Insurance as “Just Paper”
Among many motorists, especially commercial drivers, insurance is viewed as a document meant to satisfy police checkpoints rather than a tool for protection. A Lagos-based commercial driver, Ahmed Ganiyu, admitted that few drivers consider insurance relevant unless enforcement intensifies.
“If police are checking, people rush to get papers. After that, nobody talks about it,” he said.
Such attitudes are driven by low earnings, daily survival pressures and limited understanding of insurance benefits.
Others, however, tell a different story. Civil servant Folake Adeniyi said her family’s experience reshaped her thinking after a crash left her brother paying over ₦1 million in repair costs out of pocket.
“That was when I realised insurance is not optional,” she said.
What Third-Party Insurance Really Covers
Contrary to common misconceptions, compulsory third-party insurance offers significant protection. NAICOM recently increased the compensation limit for property damage to ₦3 million—an update many motorists are unaware of.

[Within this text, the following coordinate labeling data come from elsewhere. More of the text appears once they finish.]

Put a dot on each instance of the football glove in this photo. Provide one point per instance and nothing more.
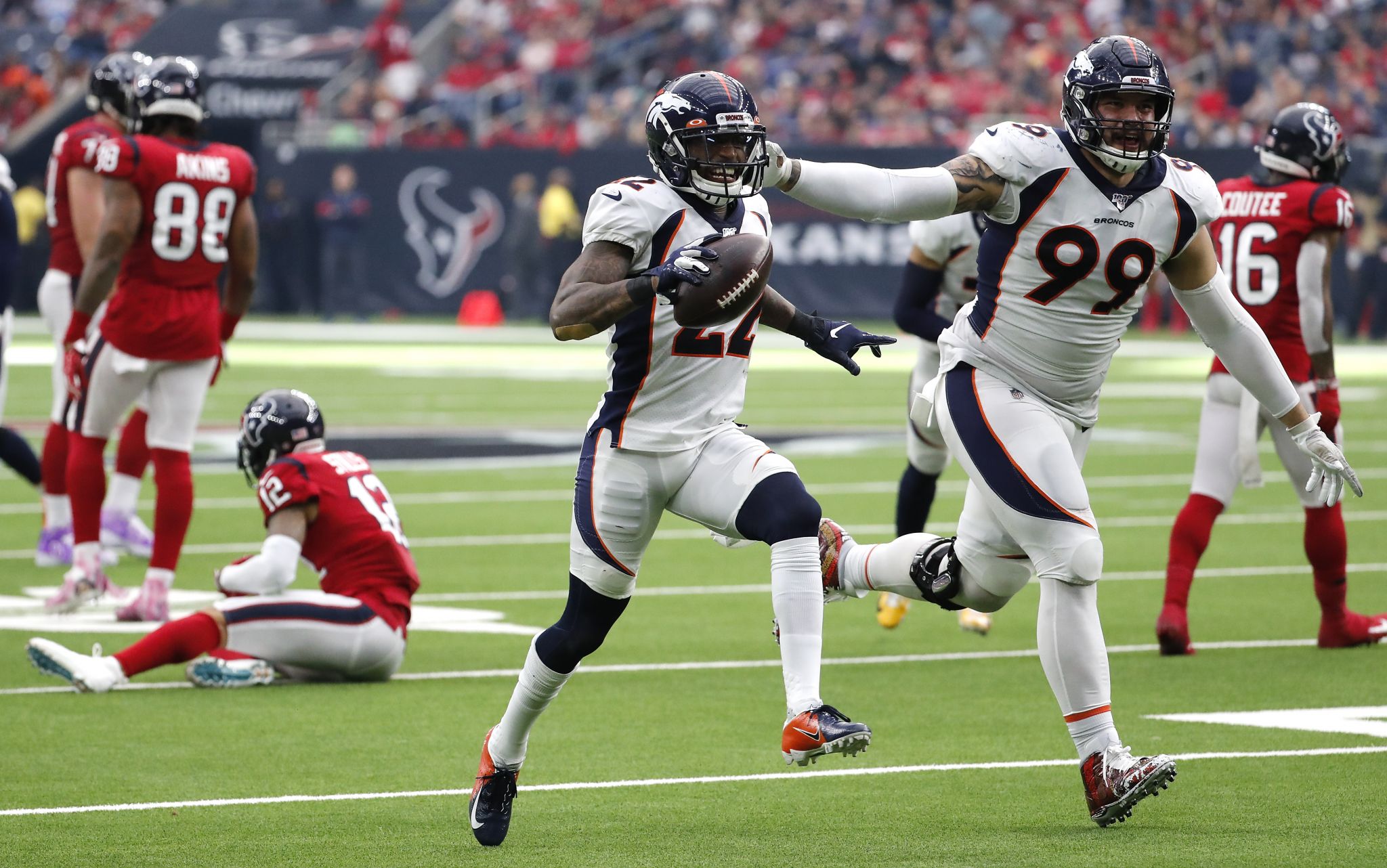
(1329, 469)
(838, 341)
(1326, 401)
(683, 265)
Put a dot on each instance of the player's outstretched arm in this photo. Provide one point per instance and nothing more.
(1203, 290)
(834, 339)
(887, 196)
(276, 565)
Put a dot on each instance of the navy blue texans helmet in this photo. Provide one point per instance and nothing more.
(1306, 140)
(705, 137)
(1119, 64)
(168, 86)
(275, 423)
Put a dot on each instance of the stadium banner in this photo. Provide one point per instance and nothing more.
(439, 218)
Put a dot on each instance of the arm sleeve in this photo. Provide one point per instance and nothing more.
(1240, 344)
(270, 571)
(878, 196)
(916, 303)
(1310, 286)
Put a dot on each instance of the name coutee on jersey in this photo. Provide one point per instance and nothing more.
(669, 387)
(1064, 263)
(167, 304)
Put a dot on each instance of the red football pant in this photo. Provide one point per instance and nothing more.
(172, 506)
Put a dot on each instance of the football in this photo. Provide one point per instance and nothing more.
(733, 284)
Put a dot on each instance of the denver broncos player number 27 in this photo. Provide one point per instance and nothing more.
(1078, 219)
(665, 436)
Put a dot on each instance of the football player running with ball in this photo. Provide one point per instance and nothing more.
(1078, 219)
(1275, 239)
(328, 508)
(665, 436)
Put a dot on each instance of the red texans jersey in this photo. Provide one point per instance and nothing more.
(356, 542)
(167, 304)
(74, 149)
(1258, 239)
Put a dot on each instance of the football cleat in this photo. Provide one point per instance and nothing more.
(1114, 781)
(488, 810)
(78, 588)
(974, 622)
(1172, 631)
(821, 731)
(242, 673)
(54, 546)
(1352, 630)
(127, 534)
(88, 673)
(832, 542)
(891, 609)
(150, 603)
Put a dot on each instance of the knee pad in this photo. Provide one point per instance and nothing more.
(778, 509)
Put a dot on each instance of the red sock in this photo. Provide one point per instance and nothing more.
(132, 454)
(87, 485)
(54, 460)
(1326, 545)
(175, 643)
(172, 506)
(1189, 538)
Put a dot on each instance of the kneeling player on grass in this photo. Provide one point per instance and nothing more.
(325, 506)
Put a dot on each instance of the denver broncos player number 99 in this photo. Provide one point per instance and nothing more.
(663, 437)
(1078, 219)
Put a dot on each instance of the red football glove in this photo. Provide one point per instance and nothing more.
(1326, 401)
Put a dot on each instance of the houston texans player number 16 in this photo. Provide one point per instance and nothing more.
(665, 435)
(1077, 221)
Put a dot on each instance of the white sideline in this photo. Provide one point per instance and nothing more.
(868, 530)
(573, 785)
(729, 664)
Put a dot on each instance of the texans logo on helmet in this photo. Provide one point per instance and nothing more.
(448, 242)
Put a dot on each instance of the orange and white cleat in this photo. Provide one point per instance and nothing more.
(821, 731)
(1114, 781)
(891, 609)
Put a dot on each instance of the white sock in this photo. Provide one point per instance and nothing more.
(1075, 661)
(121, 494)
(798, 599)
(57, 511)
(884, 566)
(534, 691)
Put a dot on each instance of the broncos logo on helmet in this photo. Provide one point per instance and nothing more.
(706, 139)
(1306, 140)
(1117, 64)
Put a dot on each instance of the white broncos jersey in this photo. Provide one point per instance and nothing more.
(669, 387)
(1065, 259)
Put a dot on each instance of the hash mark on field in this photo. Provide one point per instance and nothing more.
(730, 664)
(573, 785)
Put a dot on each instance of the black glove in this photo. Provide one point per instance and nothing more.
(683, 265)
(838, 340)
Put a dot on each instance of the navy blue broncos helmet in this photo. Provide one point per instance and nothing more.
(1306, 140)
(168, 86)
(108, 85)
(688, 123)
(274, 425)
(1125, 66)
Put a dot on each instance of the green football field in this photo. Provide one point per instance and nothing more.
(665, 747)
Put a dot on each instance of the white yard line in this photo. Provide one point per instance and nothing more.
(645, 783)
(729, 664)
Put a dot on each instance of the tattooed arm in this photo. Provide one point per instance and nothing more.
(887, 196)
(595, 292)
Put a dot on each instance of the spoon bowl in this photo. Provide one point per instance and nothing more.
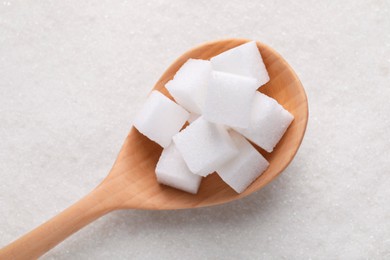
(132, 184)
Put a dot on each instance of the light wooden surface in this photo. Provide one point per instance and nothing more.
(131, 184)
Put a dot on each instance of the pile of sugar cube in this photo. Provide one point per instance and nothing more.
(219, 100)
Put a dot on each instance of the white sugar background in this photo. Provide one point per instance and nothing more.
(73, 74)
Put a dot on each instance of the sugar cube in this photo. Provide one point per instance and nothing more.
(189, 85)
(244, 60)
(192, 117)
(245, 167)
(229, 99)
(204, 146)
(160, 118)
(171, 170)
(269, 122)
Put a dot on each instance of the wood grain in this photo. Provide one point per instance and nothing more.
(131, 183)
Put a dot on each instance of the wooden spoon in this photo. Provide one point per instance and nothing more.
(131, 184)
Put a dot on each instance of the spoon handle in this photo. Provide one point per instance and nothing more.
(43, 238)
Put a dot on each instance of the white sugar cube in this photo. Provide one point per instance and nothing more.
(160, 118)
(244, 60)
(204, 146)
(269, 121)
(229, 99)
(171, 170)
(245, 167)
(192, 117)
(189, 85)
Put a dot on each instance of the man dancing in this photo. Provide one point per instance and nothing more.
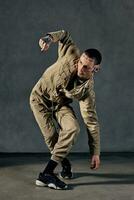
(70, 77)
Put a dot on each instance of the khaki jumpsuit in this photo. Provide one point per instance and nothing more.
(50, 99)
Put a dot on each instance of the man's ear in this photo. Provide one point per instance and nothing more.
(97, 68)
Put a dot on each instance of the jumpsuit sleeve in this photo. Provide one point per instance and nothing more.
(66, 46)
(88, 112)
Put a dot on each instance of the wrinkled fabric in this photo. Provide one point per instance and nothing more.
(51, 91)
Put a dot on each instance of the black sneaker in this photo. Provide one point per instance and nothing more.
(66, 172)
(51, 181)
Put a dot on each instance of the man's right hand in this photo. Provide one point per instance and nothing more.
(43, 45)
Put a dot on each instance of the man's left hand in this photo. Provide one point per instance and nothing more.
(95, 162)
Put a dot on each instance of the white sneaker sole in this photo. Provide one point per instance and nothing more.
(66, 177)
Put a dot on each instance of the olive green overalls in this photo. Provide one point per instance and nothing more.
(50, 99)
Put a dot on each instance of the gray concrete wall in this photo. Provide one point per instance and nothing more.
(104, 24)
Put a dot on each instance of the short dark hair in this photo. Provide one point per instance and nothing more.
(94, 54)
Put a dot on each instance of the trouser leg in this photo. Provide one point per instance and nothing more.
(67, 134)
(45, 121)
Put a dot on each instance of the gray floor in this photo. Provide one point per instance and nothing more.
(113, 181)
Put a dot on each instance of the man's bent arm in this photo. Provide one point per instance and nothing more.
(65, 43)
(88, 112)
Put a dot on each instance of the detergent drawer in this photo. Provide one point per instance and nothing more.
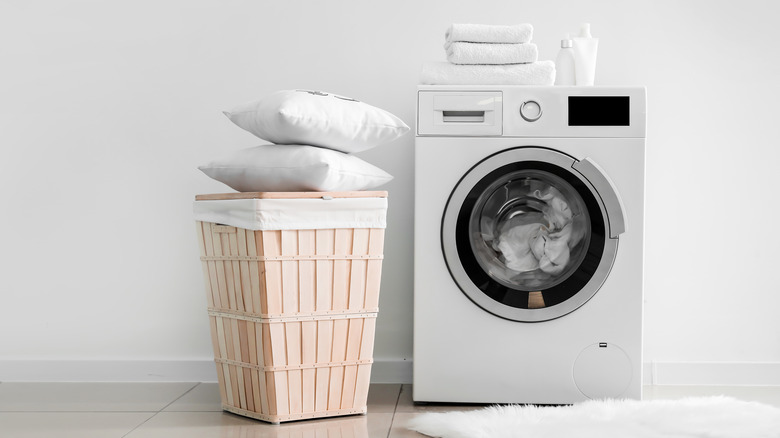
(461, 113)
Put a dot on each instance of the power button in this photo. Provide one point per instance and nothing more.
(530, 110)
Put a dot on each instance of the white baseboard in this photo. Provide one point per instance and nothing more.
(712, 373)
(383, 371)
(197, 370)
(108, 371)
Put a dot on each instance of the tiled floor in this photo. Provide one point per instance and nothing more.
(192, 410)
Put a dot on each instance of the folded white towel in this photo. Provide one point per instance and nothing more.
(482, 53)
(486, 33)
(445, 73)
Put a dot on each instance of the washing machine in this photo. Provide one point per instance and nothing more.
(528, 256)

Beyond financial compensation, insurance reduces post-accident disputes, limits road rage, protects drivers from sudden poverty and eases pressure on courts and hospitals.
Why Compliance Remains Weak
Economic hardship remains a major barrier. With fuel prices rising and vehicle maintenance costs soaring, even the regulated annual third-party premium of about ₦15,000 is seen by some motorists as burdensome.
The availability of cheap fake certificates further discourages compliance, while inconsistent enforcement emboldens offenders.
The Hidden Human Cost
When uninsured vehicles are involved in accidents, victims bear medical bills, repair costs and long-term disability expenses alone. Families and public hospitals absorb the burden, deepening poverty and public mistrust.
NAICOM officials warn that until enforcement becomes consistent and awareness improves, the crisis will persist.
A Safety Net Nigeria Cannot Ignore
Motor insurance is not mere paperwork. It is a legal obligation and a social safeguard. Until attitudes change and enforcement is sustained, Nigeria’s roads will remain not only dangerous—but deeply unfair.